Rupert is winning.
Something doesn't feel right about this. We don't ask questions; we're just happy that the internet is "free." Google and Yahoo provided the model that we now live by: we provide the "content," they provide the ads. Our "content" can now be broadly defined as our lives, our personalities, our music, our art, our friends. In the MySpace context, music sites serve as content *and* ad--but that's just how art naturally is.
Does this make us better consumers? Art appreciators? A better-networked society in which all the people who like funk find all their local funk musicians? It probably does, right now.

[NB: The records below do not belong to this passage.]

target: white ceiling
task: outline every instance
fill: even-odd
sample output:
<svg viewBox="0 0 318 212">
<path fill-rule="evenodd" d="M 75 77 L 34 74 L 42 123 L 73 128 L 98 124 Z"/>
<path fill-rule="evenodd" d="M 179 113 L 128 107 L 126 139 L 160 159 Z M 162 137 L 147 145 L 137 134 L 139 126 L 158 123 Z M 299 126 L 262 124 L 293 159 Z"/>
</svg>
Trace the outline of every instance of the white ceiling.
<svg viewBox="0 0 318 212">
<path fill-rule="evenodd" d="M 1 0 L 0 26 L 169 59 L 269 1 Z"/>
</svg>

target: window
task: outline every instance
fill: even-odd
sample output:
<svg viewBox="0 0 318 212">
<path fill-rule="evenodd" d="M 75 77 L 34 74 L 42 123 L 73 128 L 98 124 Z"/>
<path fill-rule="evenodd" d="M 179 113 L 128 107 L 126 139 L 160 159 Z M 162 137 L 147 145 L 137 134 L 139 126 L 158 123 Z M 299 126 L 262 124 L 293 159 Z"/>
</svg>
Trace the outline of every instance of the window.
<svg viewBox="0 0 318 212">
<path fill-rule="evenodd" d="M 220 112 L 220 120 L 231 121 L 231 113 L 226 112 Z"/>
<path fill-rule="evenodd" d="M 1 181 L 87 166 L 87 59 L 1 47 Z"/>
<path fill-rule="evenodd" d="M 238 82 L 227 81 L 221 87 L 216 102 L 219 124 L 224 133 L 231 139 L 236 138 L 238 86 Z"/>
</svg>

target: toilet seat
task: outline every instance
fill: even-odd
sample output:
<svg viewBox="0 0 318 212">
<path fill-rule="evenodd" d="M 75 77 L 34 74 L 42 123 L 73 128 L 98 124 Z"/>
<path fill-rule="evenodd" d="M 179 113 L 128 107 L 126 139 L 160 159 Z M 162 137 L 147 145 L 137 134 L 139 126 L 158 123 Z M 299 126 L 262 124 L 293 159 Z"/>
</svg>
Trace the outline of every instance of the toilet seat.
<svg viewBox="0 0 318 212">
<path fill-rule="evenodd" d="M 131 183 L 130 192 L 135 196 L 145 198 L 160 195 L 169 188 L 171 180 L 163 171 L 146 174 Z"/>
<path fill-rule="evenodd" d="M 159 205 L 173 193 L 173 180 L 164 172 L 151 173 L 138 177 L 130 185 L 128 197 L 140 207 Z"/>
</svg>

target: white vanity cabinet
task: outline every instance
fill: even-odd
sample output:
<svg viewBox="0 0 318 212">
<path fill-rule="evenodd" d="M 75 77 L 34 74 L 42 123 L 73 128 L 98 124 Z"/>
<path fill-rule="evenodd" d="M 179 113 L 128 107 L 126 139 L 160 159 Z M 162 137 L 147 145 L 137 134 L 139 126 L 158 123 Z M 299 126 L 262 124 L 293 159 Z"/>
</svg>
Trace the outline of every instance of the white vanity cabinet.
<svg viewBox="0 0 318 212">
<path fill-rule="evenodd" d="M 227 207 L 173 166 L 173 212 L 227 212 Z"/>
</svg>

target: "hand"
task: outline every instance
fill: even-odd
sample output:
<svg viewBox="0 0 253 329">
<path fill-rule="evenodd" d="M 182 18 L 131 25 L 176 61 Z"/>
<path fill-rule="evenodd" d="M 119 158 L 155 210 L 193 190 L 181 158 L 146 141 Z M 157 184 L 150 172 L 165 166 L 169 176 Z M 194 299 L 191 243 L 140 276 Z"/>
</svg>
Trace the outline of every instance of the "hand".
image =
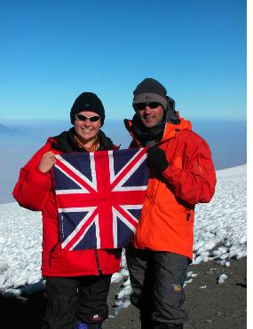
<svg viewBox="0 0 253 329">
<path fill-rule="evenodd" d="M 161 172 L 169 166 L 164 152 L 158 146 L 152 146 L 147 149 L 147 163 L 156 168 Z"/>
<path fill-rule="evenodd" d="M 38 166 L 38 169 L 43 173 L 47 173 L 48 171 L 51 170 L 55 162 L 56 158 L 54 153 L 49 151 L 43 155 L 40 164 Z"/>
</svg>

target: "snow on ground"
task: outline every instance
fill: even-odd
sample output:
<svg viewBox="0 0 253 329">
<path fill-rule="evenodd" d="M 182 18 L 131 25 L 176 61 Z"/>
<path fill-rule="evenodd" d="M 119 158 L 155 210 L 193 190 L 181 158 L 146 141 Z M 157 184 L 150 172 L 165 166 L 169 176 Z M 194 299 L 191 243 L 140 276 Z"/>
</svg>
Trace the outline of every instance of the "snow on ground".
<svg viewBox="0 0 253 329">
<path fill-rule="evenodd" d="M 217 170 L 217 178 L 211 202 L 195 208 L 193 263 L 216 260 L 229 266 L 231 258 L 247 255 L 246 165 Z M 0 205 L 0 292 L 20 295 L 43 288 L 41 251 L 40 212 L 24 209 L 16 202 Z M 186 284 L 195 276 L 189 267 Z M 117 294 L 115 316 L 130 304 L 131 290 L 124 254 L 122 270 L 113 275 L 112 283 L 122 279 L 124 283 Z"/>
</svg>

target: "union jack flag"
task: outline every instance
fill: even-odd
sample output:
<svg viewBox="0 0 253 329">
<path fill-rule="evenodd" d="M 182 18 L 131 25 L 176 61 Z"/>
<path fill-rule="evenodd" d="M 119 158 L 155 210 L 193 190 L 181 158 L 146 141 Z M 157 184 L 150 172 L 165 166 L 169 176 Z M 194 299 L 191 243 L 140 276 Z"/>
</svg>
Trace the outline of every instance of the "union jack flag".
<svg viewBox="0 0 253 329">
<path fill-rule="evenodd" d="M 146 195 L 146 149 L 56 157 L 53 173 L 61 248 L 126 245 L 135 232 Z"/>
</svg>

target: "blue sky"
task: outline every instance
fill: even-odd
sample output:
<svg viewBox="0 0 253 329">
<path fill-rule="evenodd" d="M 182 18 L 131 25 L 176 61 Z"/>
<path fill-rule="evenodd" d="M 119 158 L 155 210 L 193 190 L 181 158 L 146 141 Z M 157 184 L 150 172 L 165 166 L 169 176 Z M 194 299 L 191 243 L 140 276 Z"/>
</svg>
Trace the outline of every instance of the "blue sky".
<svg viewBox="0 0 253 329">
<path fill-rule="evenodd" d="M 246 119 L 246 1 L 6 1 L 0 4 L 0 122 L 66 119 L 83 91 L 107 119 L 159 80 L 191 118 Z"/>
</svg>

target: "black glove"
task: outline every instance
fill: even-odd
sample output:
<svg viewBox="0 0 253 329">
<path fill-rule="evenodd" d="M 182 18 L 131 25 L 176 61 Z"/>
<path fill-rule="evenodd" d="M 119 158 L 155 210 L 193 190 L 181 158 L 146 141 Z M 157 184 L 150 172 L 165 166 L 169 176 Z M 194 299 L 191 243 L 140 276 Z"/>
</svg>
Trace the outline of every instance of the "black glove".
<svg viewBox="0 0 253 329">
<path fill-rule="evenodd" d="M 147 164 L 150 167 L 154 167 L 161 172 L 164 171 L 169 166 L 166 155 L 158 146 L 152 146 L 147 149 Z"/>
</svg>

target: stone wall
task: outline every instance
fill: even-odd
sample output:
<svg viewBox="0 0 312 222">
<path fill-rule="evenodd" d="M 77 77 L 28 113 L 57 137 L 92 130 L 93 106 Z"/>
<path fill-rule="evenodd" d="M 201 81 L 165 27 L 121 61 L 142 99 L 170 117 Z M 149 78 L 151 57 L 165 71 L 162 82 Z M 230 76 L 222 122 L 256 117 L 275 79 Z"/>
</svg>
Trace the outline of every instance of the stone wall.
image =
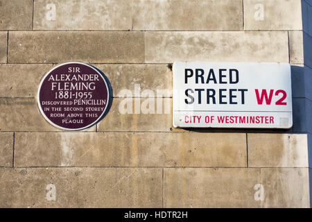
<svg viewBox="0 0 312 222">
<path fill-rule="evenodd" d="M 311 6 L 0 0 L 0 207 L 309 207 Z M 83 132 L 51 126 L 37 105 L 41 78 L 68 61 L 92 64 L 113 88 L 108 114 Z M 173 128 L 171 94 L 152 98 L 160 113 L 135 112 L 138 85 L 172 89 L 175 61 L 290 62 L 293 127 Z M 132 114 L 120 112 L 125 101 Z"/>
</svg>

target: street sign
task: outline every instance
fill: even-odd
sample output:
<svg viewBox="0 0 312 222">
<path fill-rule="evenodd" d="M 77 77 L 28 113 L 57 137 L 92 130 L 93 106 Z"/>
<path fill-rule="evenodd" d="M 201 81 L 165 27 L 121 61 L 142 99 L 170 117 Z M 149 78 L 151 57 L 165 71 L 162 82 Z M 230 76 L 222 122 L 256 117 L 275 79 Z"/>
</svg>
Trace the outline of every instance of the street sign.
<svg viewBox="0 0 312 222">
<path fill-rule="evenodd" d="M 291 66 L 275 62 L 175 62 L 173 126 L 289 128 Z"/>
</svg>

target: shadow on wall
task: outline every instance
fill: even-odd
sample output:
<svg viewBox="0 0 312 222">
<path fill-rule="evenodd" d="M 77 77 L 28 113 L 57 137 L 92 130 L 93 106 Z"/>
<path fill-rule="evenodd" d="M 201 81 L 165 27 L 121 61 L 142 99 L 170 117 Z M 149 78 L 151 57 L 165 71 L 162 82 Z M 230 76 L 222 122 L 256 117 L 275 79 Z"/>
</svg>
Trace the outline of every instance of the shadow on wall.
<svg viewBox="0 0 312 222">
<path fill-rule="evenodd" d="M 301 99 L 302 109 L 300 110 L 305 117 L 304 124 L 308 135 L 309 171 L 310 175 L 310 207 L 312 206 L 312 0 L 302 0 L 302 35 L 304 41 L 304 73 L 300 76 L 303 78 L 301 85 Z"/>
</svg>

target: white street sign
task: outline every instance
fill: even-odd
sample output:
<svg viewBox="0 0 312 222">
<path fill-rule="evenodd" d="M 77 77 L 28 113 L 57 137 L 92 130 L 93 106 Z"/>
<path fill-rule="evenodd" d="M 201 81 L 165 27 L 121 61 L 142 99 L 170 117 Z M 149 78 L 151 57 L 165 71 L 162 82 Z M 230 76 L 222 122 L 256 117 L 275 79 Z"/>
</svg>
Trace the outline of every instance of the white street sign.
<svg viewBox="0 0 312 222">
<path fill-rule="evenodd" d="M 277 62 L 175 62 L 173 126 L 289 128 L 291 66 Z"/>
</svg>

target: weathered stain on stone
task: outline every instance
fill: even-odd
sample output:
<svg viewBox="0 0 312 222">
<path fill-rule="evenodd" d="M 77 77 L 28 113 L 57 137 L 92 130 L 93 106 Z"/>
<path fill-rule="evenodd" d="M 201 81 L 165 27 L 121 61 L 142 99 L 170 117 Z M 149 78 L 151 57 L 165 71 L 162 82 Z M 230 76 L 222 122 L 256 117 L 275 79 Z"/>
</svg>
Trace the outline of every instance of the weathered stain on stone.
<svg viewBox="0 0 312 222">
<path fill-rule="evenodd" d="M 0 63 L 6 63 L 7 32 L 0 31 Z"/>
<path fill-rule="evenodd" d="M 165 207 L 259 207 L 259 169 L 164 169 Z"/>
<path fill-rule="evenodd" d="M 0 126 L 1 128 L 1 126 Z M 0 166 L 12 166 L 13 133 L 0 133 Z"/>
<path fill-rule="evenodd" d="M 17 133 L 15 165 L 58 166 L 64 162 L 67 166 L 246 166 L 244 134 L 60 134 Z M 192 155 L 188 154 L 190 148 L 196 148 Z M 64 153 L 70 155 L 64 158 Z"/>
<path fill-rule="evenodd" d="M 308 167 L 306 135 L 248 134 L 252 167 Z"/>
<path fill-rule="evenodd" d="M 161 207 L 162 177 L 161 169 L 0 169 L 0 207 Z M 55 201 L 45 198 L 49 184 Z"/>
<path fill-rule="evenodd" d="M 146 62 L 288 62 L 288 35 L 281 31 L 148 31 L 145 49 Z"/>
<path fill-rule="evenodd" d="M 12 32 L 10 63 L 142 62 L 144 33 L 122 31 Z"/>
<path fill-rule="evenodd" d="M 134 30 L 242 30 L 242 17 L 241 0 L 133 1 Z"/>
<path fill-rule="evenodd" d="M 0 1 L 0 30 L 31 30 L 33 0 Z"/>
<path fill-rule="evenodd" d="M 245 30 L 302 30 L 301 1 L 244 0 L 243 3 Z M 261 16 L 261 10 L 256 7 L 259 4 Z"/>
<path fill-rule="evenodd" d="M 262 168 L 263 207 L 309 207 L 308 168 Z"/>
<path fill-rule="evenodd" d="M 0 96 L 36 96 L 41 78 L 51 67 L 51 65 L 0 65 Z"/>
</svg>

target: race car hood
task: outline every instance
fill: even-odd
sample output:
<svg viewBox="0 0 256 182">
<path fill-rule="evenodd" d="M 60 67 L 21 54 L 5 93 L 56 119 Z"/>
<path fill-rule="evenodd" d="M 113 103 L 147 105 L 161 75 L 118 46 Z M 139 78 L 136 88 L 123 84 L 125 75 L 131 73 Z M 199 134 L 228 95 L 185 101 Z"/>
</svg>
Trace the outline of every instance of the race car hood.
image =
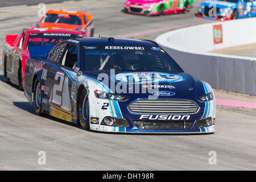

But as a true pessimist, I see a decidedly limited system for the dissemination of "content" controlled by Rupert Murdoch's News Corp. The internet was supposed to tear down barriers and give every man, woman, and child a voice. How strong will those voices be if all the blogs are hosted by Google (Blogspot) and all the music is hosted by Rupert (MySpace)?
I'm not sure about how to solve this problem. A bunch of dudes who worry that Craigslist will go corporate--Craigslist is now 25% owned by eBay--set up their own alternative, [can't remember site name right now]. Maybe competition for content will spur development like what we've seen in the photo-sharing market (Flickr, Snapfish, Webshots, etc). As with any other industry, though, I think that MySpace's dominance of "social networking"/forced advertising sites is dangerous.
I lament that many excellent musicians are so willingly taking part in the fiasco without providing alternative sources of information about their craft--the kind of stuff that you used to find on their own websites.